地球に元々あった循環の中に身を置くことは、様々な負担を減らして行ける「楽」な道です。それは、自分の負担も減らしてくれます。

近所で無農薬だった農家さんが、農薬をまき始めてしまいました。ご高齢ですし、よくよくご苦労があってのことだろうと思いましたが、本来は農薬をまくということは「他の生物の協力を断ち切る」ということです。そうやって、一時的に狙った一つの植物だけを守っているようで、よりアンバランスにすることで、さらなる狂いを生んでいく方法です。しかし、それをよく知っているだろう方がそうなさるということは、そこに対応していけるより繊細な感覚を求められるほどに、生態系を人間が狂わせたということです。

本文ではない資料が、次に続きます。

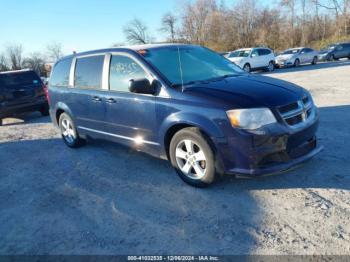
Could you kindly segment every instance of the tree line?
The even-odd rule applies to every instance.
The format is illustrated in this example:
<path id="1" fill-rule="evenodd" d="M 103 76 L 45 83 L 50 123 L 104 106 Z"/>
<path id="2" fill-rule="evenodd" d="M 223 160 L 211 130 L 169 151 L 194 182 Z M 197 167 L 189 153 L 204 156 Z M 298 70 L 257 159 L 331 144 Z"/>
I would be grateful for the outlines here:
<path id="1" fill-rule="evenodd" d="M 62 44 L 53 42 L 46 46 L 44 52 L 34 52 L 24 56 L 21 44 L 8 45 L 5 51 L 0 53 L 0 72 L 30 68 L 40 76 L 48 76 L 47 62 L 55 62 L 63 57 Z"/>
<path id="2" fill-rule="evenodd" d="M 276 0 L 269 6 L 259 0 L 237 0 L 232 6 L 225 0 L 184 1 L 177 12 L 162 16 L 157 29 L 165 35 L 162 42 L 199 44 L 216 51 L 253 46 L 281 51 L 350 41 L 350 0 Z M 130 44 L 155 39 L 140 19 L 124 25 L 123 32 Z M 7 46 L 0 52 L 0 71 L 31 68 L 45 76 L 45 63 L 63 56 L 62 44 L 53 42 L 43 52 L 23 54 L 22 45 Z"/>
<path id="3" fill-rule="evenodd" d="M 264 6 L 257 0 L 188 1 L 178 14 L 164 14 L 159 31 L 166 42 L 204 45 L 216 51 L 268 46 L 280 51 L 295 46 L 317 49 L 350 40 L 350 0 L 278 0 Z M 148 27 L 134 19 L 124 27 L 128 42 L 152 42 Z"/>

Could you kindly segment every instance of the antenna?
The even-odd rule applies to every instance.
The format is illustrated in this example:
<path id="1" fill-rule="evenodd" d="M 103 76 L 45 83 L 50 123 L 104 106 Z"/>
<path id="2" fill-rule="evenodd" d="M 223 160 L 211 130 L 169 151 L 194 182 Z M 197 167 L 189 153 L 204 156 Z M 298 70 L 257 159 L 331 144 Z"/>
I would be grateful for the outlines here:
<path id="1" fill-rule="evenodd" d="M 180 77 L 181 77 L 181 90 L 184 91 L 184 79 L 183 79 L 183 72 L 182 72 L 182 63 L 181 63 L 181 56 L 180 56 L 180 48 L 177 45 L 177 56 L 179 58 L 179 66 L 180 66 Z"/>

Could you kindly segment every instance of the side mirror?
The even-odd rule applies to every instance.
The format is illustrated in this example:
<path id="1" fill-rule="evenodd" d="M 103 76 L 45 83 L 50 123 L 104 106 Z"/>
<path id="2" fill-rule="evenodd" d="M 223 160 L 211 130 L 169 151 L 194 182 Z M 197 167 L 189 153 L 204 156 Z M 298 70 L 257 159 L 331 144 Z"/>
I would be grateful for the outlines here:
<path id="1" fill-rule="evenodd" d="M 256 54 L 251 54 L 250 57 L 256 57 L 257 55 Z"/>
<path id="2" fill-rule="evenodd" d="M 129 91 L 138 94 L 154 95 L 156 92 L 156 85 L 151 84 L 147 78 L 131 79 L 129 81 Z"/>

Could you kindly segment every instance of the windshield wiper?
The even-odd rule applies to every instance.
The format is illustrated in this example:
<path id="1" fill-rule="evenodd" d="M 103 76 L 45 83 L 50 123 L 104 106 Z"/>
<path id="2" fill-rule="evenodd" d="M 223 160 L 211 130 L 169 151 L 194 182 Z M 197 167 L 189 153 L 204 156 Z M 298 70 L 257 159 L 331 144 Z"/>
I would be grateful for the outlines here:
<path id="1" fill-rule="evenodd" d="M 203 80 L 195 80 L 195 81 L 189 81 L 186 82 L 184 84 L 182 83 L 175 83 L 172 84 L 172 87 L 181 87 L 181 86 L 188 86 L 188 85 L 193 85 L 193 84 L 198 84 L 198 83 L 209 83 L 209 82 L 214 82 L 214 81 L 220 81 L 222 79 L 228 78 L 228 77 L 233 77 L 233 76 L 237 76 L 239 74 L 227 74 L 227 75 L 223 75 L 223 76 L 219 76 L 219 77 L 213 77 L 213 78 L 209 78 L 209 79 L 203 79 Z"/>
<path id="2" fill-rule="evenodd" d="M 203 82 L 202 80 L 196 80 L 196 81 L 189 81 L 189 82 L 186 82 L 186 83 L 175 83 L 175 84 L 172 84 L 171 86 L 172 87 L 181 87 L 181 86 L 189 86 L 189 85 L 193 85 L 193 84 L 197 84 L 197 83 L 201 83 Z"/>

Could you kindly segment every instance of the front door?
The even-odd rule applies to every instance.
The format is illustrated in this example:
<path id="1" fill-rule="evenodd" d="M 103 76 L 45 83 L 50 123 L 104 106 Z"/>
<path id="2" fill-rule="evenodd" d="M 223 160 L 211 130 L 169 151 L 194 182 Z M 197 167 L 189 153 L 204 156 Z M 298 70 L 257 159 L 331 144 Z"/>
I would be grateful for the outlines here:
<path id="1" fill-rule="evenodd" d="M 151 79 L 131 56 L 112 55 L 109 91 L 106 98 L 106 123 L 110 136 L 118 142 L 154 148 L 157 143 L 155 96 L 129 92 L 132 79 Z"/>

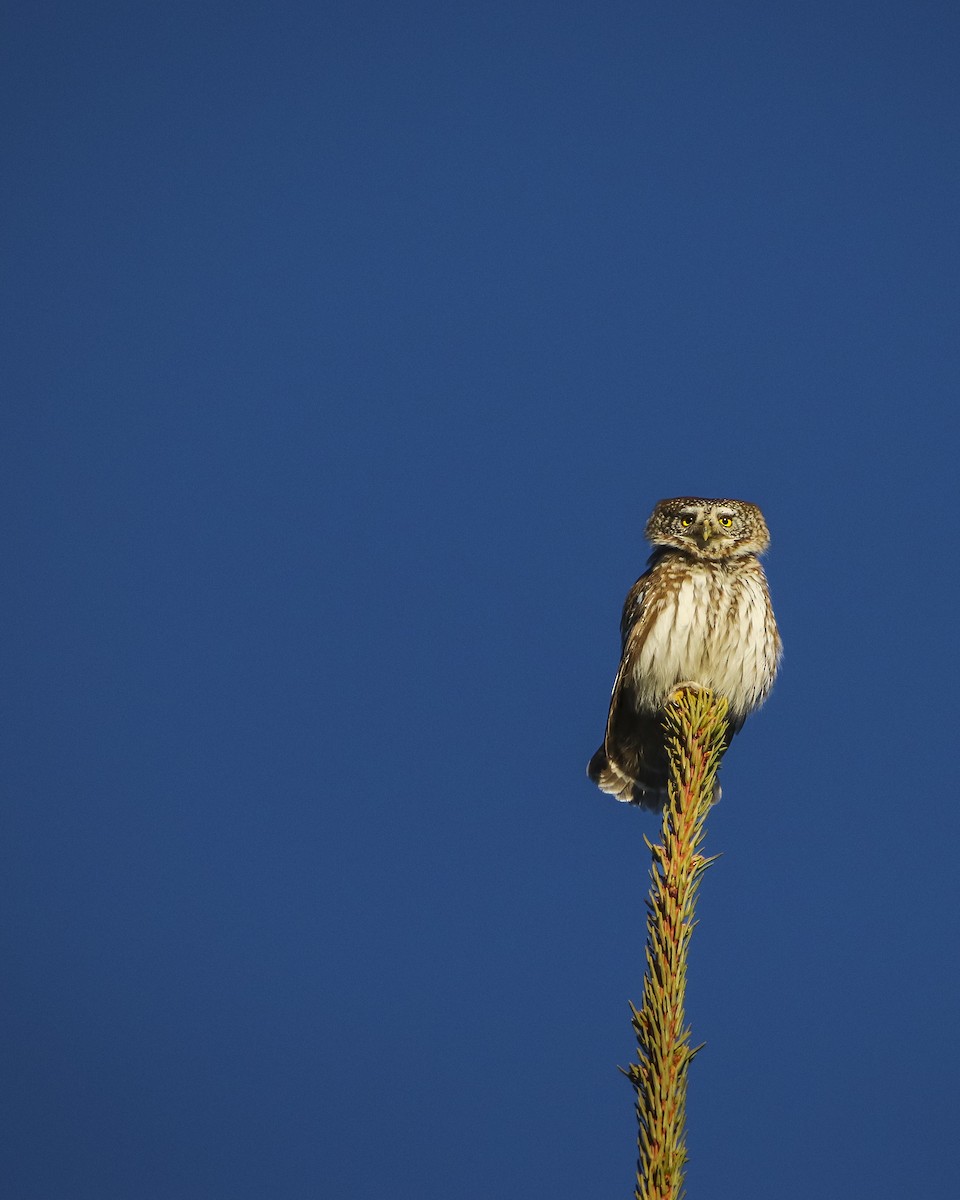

循環の中でつつましやかに暮らしていれば、すなわち「思い通りにしたい」という欲によって、他の生物の協力を断ち切っては悪循環を生む方法と無縁であれば、人にも頼り過ぎないライフスタイルが生まれていきます。人に頼らなくても、植物や動物が支えてくれて、その分人に思いやりを持ちやすくなり、また植物や動物の働きに目がひらいて、自分は慎ましやかにならざるを得なくなるのです。

「慎ましくしよう」とそこにフォーカスすることは、無農薬だった水田を農薬を使った水田にすることと、似ているかもしれません。結果的に生まれるものを、初めから獲得しようと躍起になることこそが、自分の負担を増やし、自分を大変にしてしまう方法ではありませんか?